Given an integer n and a predicate function f. It will return the leftmost index i such that f(i) == true where i is in range \([0,n)\). But instead of returning -1 as the "not found" value, it returns n. This is really convenient for finding the lower bound that satisfies the predicate. And for the upper bound, I am not sure if there's a better way of doing this, but I usually just invert the logic defined in the predicate function. But this will return the index j of the leftmost element that does not satisfy the condition. So I end up having to check if j-1 exists.

Another constraint of this Search method is that the range only starts from 0. Maybe we can do some offset tricks in the predicate function so we can search any subarray of the original array (again, I am not sure if this is the best practice). So, sometimes I will just implement my own search functions if it will make my life easier.

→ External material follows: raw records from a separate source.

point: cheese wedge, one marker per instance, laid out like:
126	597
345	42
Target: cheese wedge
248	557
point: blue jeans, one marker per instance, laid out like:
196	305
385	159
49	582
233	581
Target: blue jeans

func lowerbound(start, end int, pred func(int) bool) int {
        // end+1 will be the "not found" value
        lo, hi := start, end+1
        for lo < hi {
                mid := lo + (hi-lo)/2
                if !pred(mid) {
                        lo = mid + 1
                } else {
                        hi = mid
                }
        }
        return lo
}

func upperbound(start, end int, pred func(int) bool) int {
        // start-1 will be the "not found" value
        lo, hi := start-1, end
        for lo < hi {
                mid := lo + (hi-lo)/2 + 1
                if !pred(mid) {
                        hi = mid - 1
                } else {
                        lo = mid
                }
        }
        return lo
}

Conclusion

Binary search is one of those simple and powerful algorithms. If you leverage it in appropriate situations, it can really help you speed up things because its \(\log_2{n}\) runtime complexity. Also, there could be more variations than the ones I mentioned above. So I will keep exploring and update this post once I find something interesting.